As a boy my father always brought me to the car wash.

There was something about metal and magic and the idea

that something could reappear polished;

It was like a dream.

It was a father and son moment when our slates were clean

and we were happy.

As I got older we stopped going to the car wash.

My father didn’t seem like he wanted to go anymore;

His sadness overshadowed him like a blackened smoke.

By now, I knew he wanted to but physically couldn’t get up to go.

Depression, festered its way into his torso;

His polish would never reappear the same;

He was a vase with a hairline mosaic.

That day I learned that sadness muddles bodies into an unsettling being.

That day I learned the gritty of a man’s tongue when anxiety got the best of his throat

And that day, I learned even family can serpent-tongue their opinion into a father’s suicide note.

You see they thought my father fit

for electric shock treatment, thought him fit

to lightning bolt his conscious

to live under the hellfire

They would tell him to get over it;

To stop overreacting;

Ask him why he can’t just be happy again

As if happiness wasn’t a roadblock right in front of another roadblock

Depression, doesn’t come in seasons, but when it comes, it is always a Fall-out

Depression, is the nosy neighbor, who forgot they could, just be a neighbor

They always feel the need to ring the bell

But my father—My father

is not a one-way ticket to a hospital-wing;

He is not admission to your nearest explosion

He is not a warning label;

He is just the vessel that God used to test the boundaries

And he’s had to live behind them–always

Walking the tightrope above the lion’s den and sometimes falling into it

Shouldn’t you--Be the one to feel shock after seeing a melancholy man so unscathed,

But one who survived the pain?

Isn’t it ok for him to feel pain here?

Isn’t it ok for him to feel here?

Now I’ve tried

I’ve tried to make him happy

Tried–to bring him to a car wash--maybe he’d reappear clean and polished

And I’ve tried and tried and failed

time and time again

and despite it all he keeps living.

He keeps moving forward--Here

is a man who thinks he lives in a world that doesn’t love him back--

He’s wrong and each time he keeps living

He reminds me he is the bravest man I’ve ever met.

A comic-book dream, nature-loving Demi-God,

Each day I drive past a car wash I cling to his voice.

I say—That waterfall of a man has always been polished.

And he shines like it too.

A Son’s Trust

My father told me

He warned me

He said:

                          Remember who you are.

Only for it to take four years of college and

twice as many girls to totally forget

the places I find sanctuary in

He told me:

                          Reach for the moon.

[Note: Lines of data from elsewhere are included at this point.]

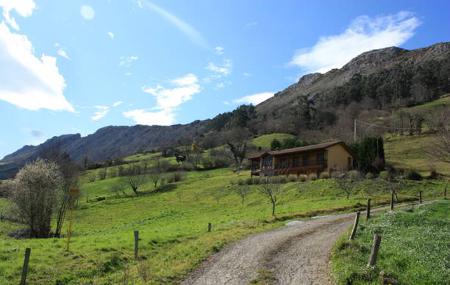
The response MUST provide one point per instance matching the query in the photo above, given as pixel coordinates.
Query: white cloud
(181, 25)
(221, 70)
(143, 117)
(63, 53)
(22, 7)
(87, 12)
(254, 99)
(101, 112)
(127, 61)
(219, 50)
(362, 35)
(27, 81)
(167, 101)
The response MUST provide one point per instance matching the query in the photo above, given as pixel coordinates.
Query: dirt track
(295, 254)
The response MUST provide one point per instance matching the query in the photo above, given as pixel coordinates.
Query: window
(305, 160)
(267, 162)
(296, 161)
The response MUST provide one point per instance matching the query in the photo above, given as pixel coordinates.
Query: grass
(265, 140)
(414, 248)
(409, 152)
(172, 225)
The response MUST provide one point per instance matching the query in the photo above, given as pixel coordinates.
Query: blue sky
(76, 66)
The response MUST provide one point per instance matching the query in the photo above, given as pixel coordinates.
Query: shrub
(370, 175)
(292, 178)
(354, 174)
(413, 175)
(324, 175)
(175, 177)
(256, 180)
(384, 175)
(36, 195)
(433, 174)
(312, 176)
(302, 178)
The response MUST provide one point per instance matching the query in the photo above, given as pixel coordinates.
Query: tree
(275, 144)
(38, 186)
(70, 173)
(271, 191)
(370, 154)
(237, 141)
(136, 181)
(118, 188)
(440, 146)
(242, 191)
(346, 181)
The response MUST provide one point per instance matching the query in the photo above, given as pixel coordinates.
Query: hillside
(315, 107)
(172, 220)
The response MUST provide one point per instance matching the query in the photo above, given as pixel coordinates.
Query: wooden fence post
(374, 252)
(26, 260)
(355, 226)
(392, 201)
(136, 244)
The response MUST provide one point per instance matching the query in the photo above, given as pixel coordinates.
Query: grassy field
(414, 248)
(409, 152)
(265, 140)
(173, 227)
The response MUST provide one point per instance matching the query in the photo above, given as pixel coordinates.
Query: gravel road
(295, 254)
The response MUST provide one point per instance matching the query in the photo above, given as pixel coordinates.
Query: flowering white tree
(38, 187)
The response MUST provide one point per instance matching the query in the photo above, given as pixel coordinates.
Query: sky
(77, 66)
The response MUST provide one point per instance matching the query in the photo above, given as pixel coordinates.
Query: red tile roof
(299, 149)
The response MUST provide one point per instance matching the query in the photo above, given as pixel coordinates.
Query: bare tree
(242, 191)
(38, 186)
(118, 188)
(271, 191)
(237, 141)
(70, 174)
(136, 181)
(346, 181)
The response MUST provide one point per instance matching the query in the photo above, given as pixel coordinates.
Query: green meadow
(172, 221)
(414, 248)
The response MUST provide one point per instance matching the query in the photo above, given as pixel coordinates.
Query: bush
(324, 175)
(354, 174)
(385, 175)
(433, 174)
(279, 179)
(256, 180)
(302, 178)
(292, 178)
(413, 175)
(175, 177)
(312, 176)
(370, 175)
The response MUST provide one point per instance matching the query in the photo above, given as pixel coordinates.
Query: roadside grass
(173, 226)
(414, 247)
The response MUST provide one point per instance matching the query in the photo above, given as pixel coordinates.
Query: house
(324, 157)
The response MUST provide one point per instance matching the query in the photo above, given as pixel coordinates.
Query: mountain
(382, 79)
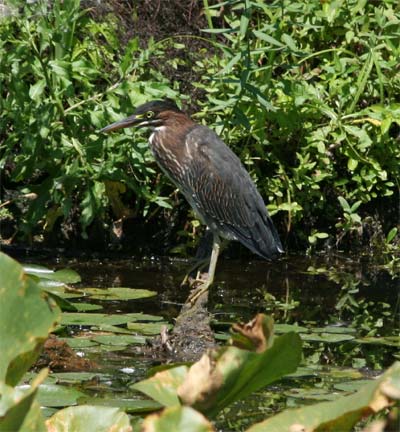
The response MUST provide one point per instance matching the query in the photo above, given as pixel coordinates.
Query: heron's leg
(199, 265)
(202, 257)
(211, 272)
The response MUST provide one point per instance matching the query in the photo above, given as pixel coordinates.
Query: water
(314, 292)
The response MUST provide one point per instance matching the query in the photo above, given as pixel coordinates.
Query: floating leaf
(18, 409)
(118, 293)
(326, 337)
(55, 395)
(32, 316)
(177, 419)
(147, 328)
(89, 418)
(64, 276)
(341, 414)
(132, 406)
(163, 386)
(88, 319)
(119, 340)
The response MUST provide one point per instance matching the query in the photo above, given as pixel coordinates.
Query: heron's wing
(224, 194)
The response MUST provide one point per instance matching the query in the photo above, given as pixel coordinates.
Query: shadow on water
(296, 289)
(314, 292)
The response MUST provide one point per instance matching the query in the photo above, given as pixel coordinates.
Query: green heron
(210, 176)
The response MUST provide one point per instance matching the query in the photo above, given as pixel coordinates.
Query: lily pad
(89, 418)
(118, 293)
(98, 319)
(86, 307)
(177, 419)
(341, 414)
(79, 342)
(223, 376)
(286, 328)
(55, 395)
(327, 337)
(162, 387)
(32, 316)
(119, 340)
(19, 411)
(64, 275)
(132, 406)
(147, 328)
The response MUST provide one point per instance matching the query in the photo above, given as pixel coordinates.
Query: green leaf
(33, 316)
(345, 205)
(36, 90)
(19, 411)
(352, 164)
(89, 418)
(56, 395)
(82, 318)
(340, 414)
(163, 386)
(118, 293)
(177, 419)
(391, 235)
(238, 373)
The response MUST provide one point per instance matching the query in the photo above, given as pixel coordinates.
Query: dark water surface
(313, 292)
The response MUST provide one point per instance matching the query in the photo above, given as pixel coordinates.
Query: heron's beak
(133, 120)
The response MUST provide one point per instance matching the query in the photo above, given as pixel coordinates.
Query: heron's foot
(189, 279)
(198, 291)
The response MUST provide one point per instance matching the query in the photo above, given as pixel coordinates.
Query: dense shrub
(307, 93)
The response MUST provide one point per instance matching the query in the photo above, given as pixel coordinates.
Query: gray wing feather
(222, 191)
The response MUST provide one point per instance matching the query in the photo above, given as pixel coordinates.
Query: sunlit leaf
(32, 316)
(163, 386)
(118, 293)
(340, 414)
(177, 419)
(89, 418)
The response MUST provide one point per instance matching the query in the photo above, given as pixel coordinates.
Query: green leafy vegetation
(239, 373)
(306, 93)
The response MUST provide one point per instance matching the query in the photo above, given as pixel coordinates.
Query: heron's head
(151, 114)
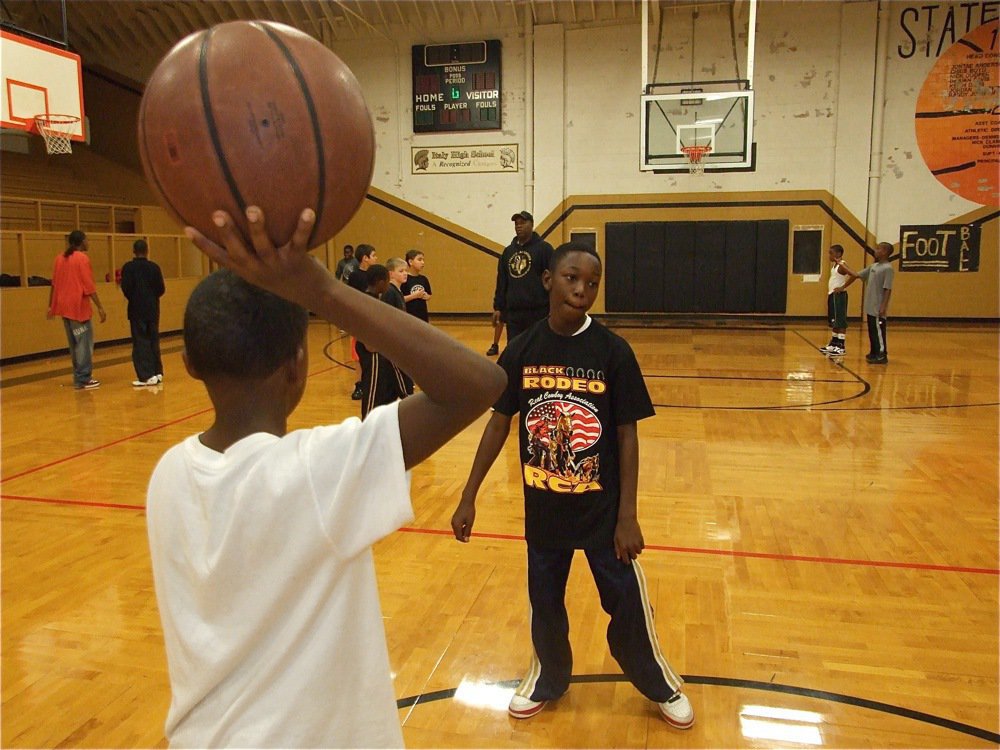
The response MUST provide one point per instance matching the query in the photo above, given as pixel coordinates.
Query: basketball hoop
(56, 130)
(695, 155)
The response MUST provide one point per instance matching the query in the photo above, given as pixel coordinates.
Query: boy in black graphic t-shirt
(579, 392)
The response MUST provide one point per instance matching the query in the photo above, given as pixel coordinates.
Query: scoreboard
(456, 87)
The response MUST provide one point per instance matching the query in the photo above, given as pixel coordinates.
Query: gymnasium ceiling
(127, 38)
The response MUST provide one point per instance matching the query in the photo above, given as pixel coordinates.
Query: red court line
(765, 555)
(657, 547)
(127, 438)
(106, 445)
(57, 501)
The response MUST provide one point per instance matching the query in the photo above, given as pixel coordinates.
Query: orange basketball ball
(256, 113)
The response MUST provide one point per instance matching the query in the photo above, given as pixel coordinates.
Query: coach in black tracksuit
(520, 300)
(142, 285)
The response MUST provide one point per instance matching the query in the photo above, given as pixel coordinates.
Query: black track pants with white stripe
(877, 336)
(631, 634)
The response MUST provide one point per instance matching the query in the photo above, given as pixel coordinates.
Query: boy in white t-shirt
(260, 539)
(841, 277)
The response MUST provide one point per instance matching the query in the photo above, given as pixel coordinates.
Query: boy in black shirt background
(416, 288)
(579, 392)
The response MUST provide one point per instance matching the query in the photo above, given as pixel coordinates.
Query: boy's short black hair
(571, 247)
(236, 329)
(377, 273)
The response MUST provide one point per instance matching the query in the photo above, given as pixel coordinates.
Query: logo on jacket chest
(519, 264)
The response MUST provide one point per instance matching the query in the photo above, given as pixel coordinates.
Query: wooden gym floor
(822, 551)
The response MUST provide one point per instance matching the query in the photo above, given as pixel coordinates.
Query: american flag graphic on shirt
(586, 428)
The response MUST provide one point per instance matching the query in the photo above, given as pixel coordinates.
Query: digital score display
(456, 87)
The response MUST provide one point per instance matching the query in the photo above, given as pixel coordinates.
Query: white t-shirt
(266, 585)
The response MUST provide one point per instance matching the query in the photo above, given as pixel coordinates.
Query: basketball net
(695, 155)
(56, 130)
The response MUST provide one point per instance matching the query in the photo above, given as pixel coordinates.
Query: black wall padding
(678, 266)
(772, 266)
(706, 266)
(710, 266)
(649, 253)
(741, 266)
(619, 239)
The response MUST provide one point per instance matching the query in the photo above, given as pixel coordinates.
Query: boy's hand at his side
(628, 539)
(463, 519)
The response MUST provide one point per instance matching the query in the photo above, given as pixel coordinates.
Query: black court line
(772, 687)
(326, 353)
(61, 371)
(865, 389)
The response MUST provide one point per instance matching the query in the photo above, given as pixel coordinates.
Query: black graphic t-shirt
(572, 393)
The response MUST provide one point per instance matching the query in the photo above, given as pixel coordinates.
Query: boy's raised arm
(457, 385)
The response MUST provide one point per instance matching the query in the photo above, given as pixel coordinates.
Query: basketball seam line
(210, 122)
(313, 118)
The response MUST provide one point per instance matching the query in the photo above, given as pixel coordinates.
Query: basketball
(256, 113)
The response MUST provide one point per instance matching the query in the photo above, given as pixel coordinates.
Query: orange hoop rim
(695, 153)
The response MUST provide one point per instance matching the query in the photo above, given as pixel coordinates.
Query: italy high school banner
(500, 157)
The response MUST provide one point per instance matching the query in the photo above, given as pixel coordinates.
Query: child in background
(260, 539)
(393, 295)
(416, 288)
(579, 392)
(841, 277)
(381, 381)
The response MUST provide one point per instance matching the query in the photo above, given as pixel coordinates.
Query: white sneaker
(677, 711)
(524, 708)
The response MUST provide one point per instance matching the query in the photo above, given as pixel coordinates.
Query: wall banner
(498, 157)
(957, 123)
(951, 248)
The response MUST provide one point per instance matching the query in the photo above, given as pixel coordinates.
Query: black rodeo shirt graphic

Reach for the stars.

But I find myself searching for pussy and power

in these bars--these poems are my walls

incased in brimstone they seldom fall:

                          I don’t trust things too often.

But as for my father,

I trust him.

I trust him often.

When Tomorrow Comes

and the followers roam,

they’ll ask of our existence.

Tell them we were born into a bottle of warmth

and found out how cold-hearted this cruel world could be.

Tell them

we faced darkness at the split of a cliff

but saw sun before dawn at the edge of a mountain peak.

They’ll ask of our existence.

Tell them we’ve built the back of our homes

with our spine to the sky and power in our palms.

Tell them

we lived in a city that collapsed in the sea

and we mustered the strength to form the monuments we lead.

They’ll ask of our existence.

Tell them we lived.

Tell them we lived in a house

that didn’t always feel like home.

Steven Valentine is a spoken word poet hailing from New York City and recipient of the Lena Horne Performing Arts Award from the UAlbany’s NAACP in 2013. He was later crowned the “Nitty Gritty” Slam Champion at Albany’s Music Hall, placed fifth in Jazz in the Gardens’ National Poetry Slam, and placed third at the Nuyorican Poet’s Café in 2018. Steven then competed in the Individual World Poetry Slam and Rustbelt Poetry Festival later that year.